The No. 28 was introduced during a period when high-end audio manufacturers increasingly emphasized modular architecture, external power supplies, and measured noise reduction as differentiating engineering features. Madrigal Audio Laboratories positioned the Mark Levinson product line within the upper tier of domestic high-fidelity equipment, targeting dedicated listening systems rather than mass-market receivers or integrated amplifiers. Production volume was moderate rather than boutique-limited, distributed through specialized hi-fi dealers and professional audio showrooms rather than general electronics retailers. Pricing at release placed the unit firmly in the premium segment, reflecting both the dual-chassis construction and the company’s reputation for conservative circuit design and rigorous manufacturing standards. The device occupies a transitional point in audio history where analog line-level sources, digital disc playback, and emerging home theater equipment coexisted, though the No. 28 itself remains focused on two-channel signal purity.
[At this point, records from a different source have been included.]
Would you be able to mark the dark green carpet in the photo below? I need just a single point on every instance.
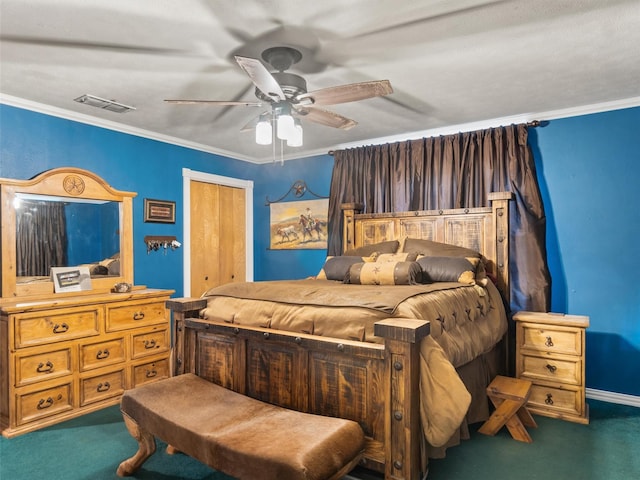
(91, 447)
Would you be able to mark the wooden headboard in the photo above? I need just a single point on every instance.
(484, 229)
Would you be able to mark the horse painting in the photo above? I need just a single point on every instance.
(310, 225)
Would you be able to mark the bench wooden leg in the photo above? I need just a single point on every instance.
(146, 448)
(513, 415)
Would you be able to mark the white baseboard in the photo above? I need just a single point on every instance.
(613, 397)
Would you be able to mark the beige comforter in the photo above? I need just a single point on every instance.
(466, 321)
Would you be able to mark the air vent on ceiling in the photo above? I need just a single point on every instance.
(103, 103)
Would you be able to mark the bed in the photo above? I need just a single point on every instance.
(402, 333)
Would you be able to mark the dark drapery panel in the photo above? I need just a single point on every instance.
(41, 239)
(453, 171)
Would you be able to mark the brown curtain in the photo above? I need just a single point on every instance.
(453, 171)
(41, 239)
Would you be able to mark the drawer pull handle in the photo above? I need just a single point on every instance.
(60, 328)
(45, 367)
(42, 404)
(103, 387)
(102, 354)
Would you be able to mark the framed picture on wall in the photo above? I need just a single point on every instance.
(299, 225)
(159, 211)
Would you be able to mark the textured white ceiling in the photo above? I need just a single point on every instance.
(450, 62)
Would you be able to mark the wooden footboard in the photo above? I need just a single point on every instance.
(375, 385)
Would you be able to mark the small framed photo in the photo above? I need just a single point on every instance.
(71, 279)
(159, 211)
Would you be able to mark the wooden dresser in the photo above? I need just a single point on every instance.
(67, 356)
(68, 345)
(550, 351)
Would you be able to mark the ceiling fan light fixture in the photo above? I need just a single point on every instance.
(264, 131)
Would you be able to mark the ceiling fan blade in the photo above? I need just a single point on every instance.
(324, 117)
(348, 93)
(220, 103)
(251, 124)
(51, 42)
(261, 77)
VII. Preservation State & Intervention Evidence

Units of this age frequently exhibit aging electrolytic capacitors within the power supply reservoir and local decoupling networks. Replacement of these components is a common maintenance intervention and, when executed with equivalent or higher-grade parts, generally improves long-term stability without altering circuit intent. Relay contacts and mechanical switches may accumulate oxide or contamination over decades of use, occasionally requiring cleaning or replacement to maintain reliable signal routing. The structural integrity of the aluminum chassis and front panels tends to remain stable even after extended service life, provided the equipment has not been exposed to corrosive environments. Internal PCBs usually show little mechanical degradation aside from normal thermal cycling effects around voltage regulation areas. Properly serviced units continue to operate safely within their intended electrical envelope, maintaining stable voltage rails and predictable gain structure when paired with compatible downstream amplification.

VIII. Market Standing & Value Estimation

The Mark Levinson No. 28 with PLS-228 supply occupies a recognized position within the used high-end audio market due to the brand’s engineering reputation and the enduring appeal of discrete analog control stages. Typical resale values in the current market range approximately between 3,000 and 3,500 USD depending on cosmetic condition, service history, and functional stability of the power supply section. Liquidity remains moderate among audiophile enthusiasts and collectors of Madrigal-era Levinson equipment. Functional equivalents exist in modern preamplifier designs, though contemporary units frequently integrate switching power supplies or digital control systems that differ from the strictly analog architecture used here. Replacement cost for comparable build quality and dual-chassis linear supply design in current production often exceeds the resale range of the original unit, though long-term serviceability depends on continued availability of discrete components and qualified technicians familiar with the platform.